客觀因素中,社會整體環境和經濟發展水平是影響主觀幸福感的兩個重要因素。改革開放三十余載,中國的經濟總量達到37萬億元,超越日本成為世界第二,人均收入2010年將達到4000美元,有了大幅增加〔1〕。在取得巨大經濟利益的同時,也有諸多深層的社會矛盾開始凸顯。國家體制與市場經濟的張力、資源分配不均、社會貧富差距加大、利益訴求主體愈加多元化,都成為亟待解決的制度性問題。隨之而來的社會斷層和文化鴻溝加大了階層之間的隔閡,有可能會引發一定的社會震蕩。目前,中國的改革已從單一的經濟體制改革,向政治、經濟、社會、文化“四位一體”的全方位縱深躍進。國內外學者都曾指出經濟的發展并不與人們的主觀幸福感呈正相關。此外,社會整體環境亦會影響主觀幸福感的提升。如何在差序價值觀中尋求平衡和共識,優化資源分配,縮小貧富差距,如何提高全社會的主觀幸福感是轉型期社會的重要課題。

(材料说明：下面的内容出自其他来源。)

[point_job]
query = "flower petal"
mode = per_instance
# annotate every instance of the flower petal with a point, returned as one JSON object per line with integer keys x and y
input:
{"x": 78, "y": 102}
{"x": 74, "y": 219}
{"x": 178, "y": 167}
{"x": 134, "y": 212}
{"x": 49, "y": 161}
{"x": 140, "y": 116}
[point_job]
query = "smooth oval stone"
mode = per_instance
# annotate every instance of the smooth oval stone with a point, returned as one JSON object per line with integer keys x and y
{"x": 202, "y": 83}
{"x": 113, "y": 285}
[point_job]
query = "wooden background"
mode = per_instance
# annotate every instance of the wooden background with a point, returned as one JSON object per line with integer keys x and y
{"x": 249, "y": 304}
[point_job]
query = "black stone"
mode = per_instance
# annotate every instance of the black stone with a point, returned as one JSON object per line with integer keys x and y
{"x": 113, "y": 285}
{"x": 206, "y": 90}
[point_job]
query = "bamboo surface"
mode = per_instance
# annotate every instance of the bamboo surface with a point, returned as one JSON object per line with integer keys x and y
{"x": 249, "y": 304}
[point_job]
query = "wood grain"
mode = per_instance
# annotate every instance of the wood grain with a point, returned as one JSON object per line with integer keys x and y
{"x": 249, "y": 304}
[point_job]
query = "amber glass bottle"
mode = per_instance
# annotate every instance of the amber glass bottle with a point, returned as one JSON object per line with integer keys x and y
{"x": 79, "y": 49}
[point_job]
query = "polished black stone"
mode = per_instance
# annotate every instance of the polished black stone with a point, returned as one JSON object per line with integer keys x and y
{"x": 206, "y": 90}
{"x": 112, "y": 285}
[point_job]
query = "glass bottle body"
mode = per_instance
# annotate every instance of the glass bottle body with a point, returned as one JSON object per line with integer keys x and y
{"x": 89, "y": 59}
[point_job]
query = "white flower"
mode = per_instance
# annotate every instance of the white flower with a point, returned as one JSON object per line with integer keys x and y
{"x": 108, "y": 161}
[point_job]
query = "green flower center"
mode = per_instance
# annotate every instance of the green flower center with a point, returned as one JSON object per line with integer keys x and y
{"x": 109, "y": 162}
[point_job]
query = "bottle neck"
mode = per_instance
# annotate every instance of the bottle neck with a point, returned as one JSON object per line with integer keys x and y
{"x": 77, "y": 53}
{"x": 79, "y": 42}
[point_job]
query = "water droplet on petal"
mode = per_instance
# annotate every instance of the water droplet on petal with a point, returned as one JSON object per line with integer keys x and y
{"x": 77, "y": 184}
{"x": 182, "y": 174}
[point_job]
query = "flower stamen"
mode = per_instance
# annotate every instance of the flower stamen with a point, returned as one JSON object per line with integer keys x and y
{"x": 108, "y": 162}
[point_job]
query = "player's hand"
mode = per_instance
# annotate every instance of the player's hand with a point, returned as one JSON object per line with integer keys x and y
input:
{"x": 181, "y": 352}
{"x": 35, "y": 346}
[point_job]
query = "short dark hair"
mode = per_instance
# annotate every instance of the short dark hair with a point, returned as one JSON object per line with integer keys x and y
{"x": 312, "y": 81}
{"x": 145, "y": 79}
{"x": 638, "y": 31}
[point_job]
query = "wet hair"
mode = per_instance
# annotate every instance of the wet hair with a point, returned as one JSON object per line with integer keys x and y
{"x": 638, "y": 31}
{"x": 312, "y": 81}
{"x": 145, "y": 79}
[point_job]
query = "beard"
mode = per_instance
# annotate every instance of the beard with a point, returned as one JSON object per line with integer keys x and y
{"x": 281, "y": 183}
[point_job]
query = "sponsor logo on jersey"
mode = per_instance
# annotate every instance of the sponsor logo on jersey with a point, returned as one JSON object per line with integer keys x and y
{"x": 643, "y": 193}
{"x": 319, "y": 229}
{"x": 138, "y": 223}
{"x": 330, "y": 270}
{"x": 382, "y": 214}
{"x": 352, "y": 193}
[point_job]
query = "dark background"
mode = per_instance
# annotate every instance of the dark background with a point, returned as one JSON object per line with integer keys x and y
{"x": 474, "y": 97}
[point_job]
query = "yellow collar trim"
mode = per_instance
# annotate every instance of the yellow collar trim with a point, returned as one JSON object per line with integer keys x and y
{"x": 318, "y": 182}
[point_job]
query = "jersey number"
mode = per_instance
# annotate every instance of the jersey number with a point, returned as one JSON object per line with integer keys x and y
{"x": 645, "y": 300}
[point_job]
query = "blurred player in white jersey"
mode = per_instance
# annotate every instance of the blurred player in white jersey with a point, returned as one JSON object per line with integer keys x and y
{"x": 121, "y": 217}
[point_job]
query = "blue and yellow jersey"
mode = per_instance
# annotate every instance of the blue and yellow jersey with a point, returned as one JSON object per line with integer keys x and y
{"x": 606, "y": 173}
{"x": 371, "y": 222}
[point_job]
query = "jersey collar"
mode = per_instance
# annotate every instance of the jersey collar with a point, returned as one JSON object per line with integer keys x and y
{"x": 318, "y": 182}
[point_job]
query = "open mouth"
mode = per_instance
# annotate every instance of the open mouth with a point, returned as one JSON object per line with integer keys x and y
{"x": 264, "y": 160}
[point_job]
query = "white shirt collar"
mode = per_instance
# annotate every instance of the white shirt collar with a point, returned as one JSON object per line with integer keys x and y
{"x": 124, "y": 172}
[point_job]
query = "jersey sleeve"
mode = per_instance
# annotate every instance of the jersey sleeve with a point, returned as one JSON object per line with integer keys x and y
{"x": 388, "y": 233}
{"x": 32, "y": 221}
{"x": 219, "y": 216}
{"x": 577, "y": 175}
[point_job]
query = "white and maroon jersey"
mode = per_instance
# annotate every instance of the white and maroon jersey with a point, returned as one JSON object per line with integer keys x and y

而且,隨著信息社會的發展,新媒體的興起正在重塑我們的生活方式和社會結構。截至2010年6月30日,中國已有3.38億網民,隨著3G牌照的發放,中國手機網民用戶規模已達1.82億人,占全部網民的53.8%。人類越來越依賴于媒介技術,媒介使用對人們的認知、情感、行為都產生了巨大影響,在整體上也對人們的自我認知和主觀幸福感產生一定影響。從國內外研究現狀來看,已有的研究多從心理學領域的人格因素、社會學領域的社會支持系統及功利主義倫理學以及經濟學領域的福利經濟學等角度進行度量,而從傳播學維度直接研究媒介使用與主觀幸福感關系的較少①。本文試圖通過傳播學質化研究中的深度訪談和焦點小組訪談法,尋找新媒體使用對人們主觀幸福感的影響路徑,以期拋磚引玉,為后續研究提供建議。
二、研究文獻述評
在國內外傳播學研究中,學者多從媒介使用對主觀幸福感的某一維度影響出發來考察兩者的關系,而直接研究媒介使用與主觀幸福感關系的系統性論文較少。概括而言,關于媒介使用的研究,學者較多從媒介使用的“顯性影響”和“隱性(務虛)影響”兩個層面切入,前者多從媒介使用程度與人們的社會交往、娛樂情況、情緒體驗、生活滿意度之間的關系來探討,這一類研究基本從媒介使用與主觀幸福感某幾個維度的顯性關聯入手。相關研究表明,網絡媒介使用是人們日常交流的補充,過度依賴網絡會導致對現實社會的疏離感,減弱社會支持,降低生活滿意度,甚至易導致反社會行為的產生。美國皮尤中心的一項實證調查發現,媒介使用對人們的主觀幸福感產生顯性影響,對青少年的影響尤勝,如Gross、Gable以及Kraut等人對青少年網絡使用的研究。
西南交通大學學報(社會科學版)第13卷
第1期鄭 恩
新媒體使用對主觀幸福感的影響——基于深度訪談的質化研究
1.媒介使用對主觀幸福感的顯性影響
美國學者Gross和Gable在一項青少年網絡使用與社交幸福感的研究中發現:在學校日常生活中感到孤獨或社交恐懼的青少年更傾向于通過即時信息(IMs)與陌生人交流來消除孤獨感,其實這種行為更加劇了其日常生活的不安(疏離);而社會交際較好的同學會把網絡作為額外的互動工具,從而形成更多元的溝通渠道〔2〕。Kraut等人通過對近兩年來的家庭網絡(homenet)的研究發現,即使每周僅3小時的上網時間也會導致人們的情緒沮喪和社會支持的減弱。他指出,“青少年更容易受到負面影響,過度上網聊天會導致對熟人社會關系網絡的疏遠”〔3〕。Turow通過對1000多名美國父母的調查表明:三分之二的父母表達了對兒童媒介使用行為的關切,父母普遍認為長時間上網會導致孩子與他人的疏離,40%的父母堅信孩子過度上網會導致反社會行為的產生〔4〕。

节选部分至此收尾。